Turkish daily Evrensel was issued a 45-day ban on all advertisements as a result of a May 5 column titled "No escape from ill fate." The opinion piece is also the topic of a criminal investigation launched by the presidency on the charges of "targeting the constitutional order through messaging about a coup d'état."

Duvar English

Turkey's Press Advertisement Agency (BİK) banned ads on daily Evrensel for a record-breaking period of 45 days following the publication of a May 5 column titled "No Escape from Ill Fate."

"The 45-day ban issued to Evrensel is the longest one ever handed out. Punishing a piece that a columnist wrote about their own opinions like this is not justifiable by law," Evrensel's lawyer Devrim Avcı said.

Noting the prior bans issued to the daily, Avcı said Evrensel was "obviously faced with a hostile attitude."

Evrensel chief editor called to testify over Zarakolu's column on Erdoğan

The column was initially met with a lawsuit launched by President Recep Tayyip Erdoğan and Communications Director Fahrettin Altun on the charges of "targeting the constitutional order through messaging about a coup d'état."

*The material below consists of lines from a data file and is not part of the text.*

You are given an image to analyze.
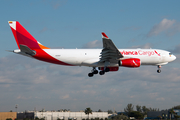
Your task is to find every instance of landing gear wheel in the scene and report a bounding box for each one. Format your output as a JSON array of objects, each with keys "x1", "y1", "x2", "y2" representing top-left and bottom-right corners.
[
  {"x1": 157, "y1": 69, "x2": 161, "y2": 73},
  {"x1": 99, "y1": 70, "x2": 105, "y2": 75},
  {"x1": 88, "y1": 73, "x2": 94, "y2": 77},
  {"x1": 93, "y1": 70, "x2": 98, "y2": 74}
]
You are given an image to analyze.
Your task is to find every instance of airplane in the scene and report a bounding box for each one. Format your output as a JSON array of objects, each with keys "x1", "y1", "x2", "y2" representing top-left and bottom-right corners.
[{"x1": 8, "y1": 21, "x2": 176, "y2": 77}]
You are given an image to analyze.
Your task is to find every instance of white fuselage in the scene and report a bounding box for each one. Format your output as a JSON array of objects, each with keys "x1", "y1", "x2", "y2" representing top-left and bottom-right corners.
[{"x1": 41, "y1": 49, "x2": 176, "y2": 67}]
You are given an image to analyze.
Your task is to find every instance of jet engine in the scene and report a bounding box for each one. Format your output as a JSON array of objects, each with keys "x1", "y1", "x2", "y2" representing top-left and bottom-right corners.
[{"x1": 118, "y1": 58, "x2": 141, "y2": 67}]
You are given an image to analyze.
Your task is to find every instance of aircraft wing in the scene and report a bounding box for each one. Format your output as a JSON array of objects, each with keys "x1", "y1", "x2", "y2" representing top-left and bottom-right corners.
[{"x1": 99, "y1": 32, "x2": 123, "y2": 63}]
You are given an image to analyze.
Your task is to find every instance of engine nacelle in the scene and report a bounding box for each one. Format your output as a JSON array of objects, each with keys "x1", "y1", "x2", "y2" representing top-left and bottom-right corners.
[
  {"x1": 99, "y1": 67, "x2": 119, "y2": 72},
  {"x1": 118, "y1": 58, "x2": 141, "y2": 67}
]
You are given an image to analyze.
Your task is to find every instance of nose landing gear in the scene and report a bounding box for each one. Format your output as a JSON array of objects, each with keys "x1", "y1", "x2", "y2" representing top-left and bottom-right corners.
[{"x1": 157, "y1": 65, "x2": 161, "y2": 73}]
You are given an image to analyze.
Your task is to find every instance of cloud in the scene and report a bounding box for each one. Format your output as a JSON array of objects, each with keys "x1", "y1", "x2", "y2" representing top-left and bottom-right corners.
[
  {"x1": 147, "y1": 18, "x2": 176, "y2": 37},
  {"x1": 83, "y1": 40, "x2": 103, "y2": 48}
]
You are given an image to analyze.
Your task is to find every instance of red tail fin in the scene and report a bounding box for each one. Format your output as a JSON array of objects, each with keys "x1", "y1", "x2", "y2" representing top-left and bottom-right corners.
[{"x1": 9, "y1": 21, "x2": 49, "y2": 50}]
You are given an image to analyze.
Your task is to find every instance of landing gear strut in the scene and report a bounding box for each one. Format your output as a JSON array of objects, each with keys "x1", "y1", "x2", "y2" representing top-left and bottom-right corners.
[
  {"x1": 157, "y1": 65, "x2": 161, "y2": 73},
  {"x1": 88, "y1": 67, "x2": 98, "y2": 77}
]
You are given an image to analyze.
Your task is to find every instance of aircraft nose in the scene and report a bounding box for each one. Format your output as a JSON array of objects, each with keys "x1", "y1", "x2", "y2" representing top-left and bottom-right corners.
[{"x1": 172, "y1": 55, "x2": 176, "y2": 61}]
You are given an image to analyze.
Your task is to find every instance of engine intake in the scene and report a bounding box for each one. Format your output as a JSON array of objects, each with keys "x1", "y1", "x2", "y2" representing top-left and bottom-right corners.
[{"x1": 118, "y1": 58, "x2": 141, "y2": 67}]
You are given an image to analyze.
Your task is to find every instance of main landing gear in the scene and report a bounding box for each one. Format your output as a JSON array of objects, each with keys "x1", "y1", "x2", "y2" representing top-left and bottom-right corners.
[
  {"x1": 157, "y1": 65, "x2": 161, "y2": 73},
  {"x1": 88, "y1": 67, "x2": 110, "y2": 77}
]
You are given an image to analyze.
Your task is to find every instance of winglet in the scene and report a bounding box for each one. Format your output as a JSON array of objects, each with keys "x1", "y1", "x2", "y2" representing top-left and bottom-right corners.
[{"x1": 102, "y1": 32, "x2": 108, "y2": 38}]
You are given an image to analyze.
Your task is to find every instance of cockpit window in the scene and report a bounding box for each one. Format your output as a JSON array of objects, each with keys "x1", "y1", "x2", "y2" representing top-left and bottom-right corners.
[{"x1": 169, "y1": 53, "x2": 172, "y2": 55}]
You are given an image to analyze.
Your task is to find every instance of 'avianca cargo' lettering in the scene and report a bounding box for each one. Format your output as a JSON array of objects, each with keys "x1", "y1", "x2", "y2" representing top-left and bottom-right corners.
[
  {"x1": 120, "y1": 50, "x2": 159, "y2": 56},
  {"x1": 9, "y1": 21, "x2": 176, "y2": 77}
]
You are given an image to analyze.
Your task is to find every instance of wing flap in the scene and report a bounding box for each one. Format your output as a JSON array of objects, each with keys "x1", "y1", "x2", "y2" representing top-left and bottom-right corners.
[{"x1": 19, "y1": 45, "x2": 36, "y2": 55}]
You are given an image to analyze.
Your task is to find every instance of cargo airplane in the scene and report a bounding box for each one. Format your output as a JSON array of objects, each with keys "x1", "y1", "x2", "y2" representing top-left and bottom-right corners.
[{"x1": 9, "y1": 21, "x2": 176, "y2": 77}]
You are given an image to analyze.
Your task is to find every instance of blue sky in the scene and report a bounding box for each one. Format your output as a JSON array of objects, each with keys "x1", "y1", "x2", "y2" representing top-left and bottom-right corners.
[{"x1": 0, "y1": 0, "x2": 180, "y2": 111}]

In their defense, daily Evrensel said that the column, written by Ragıp Zarakolu, merely gave a brief summary of Turkish political history, the arrival and departure of political administrations, and the coalitions they formed to stay in power.

Citing multiple precedents from the Court of Cassation, the Constitutional Court and the European Court of Human Rights (ECHR), the daily said that the column was legal in that it was protected by the freedom of expression and criticism.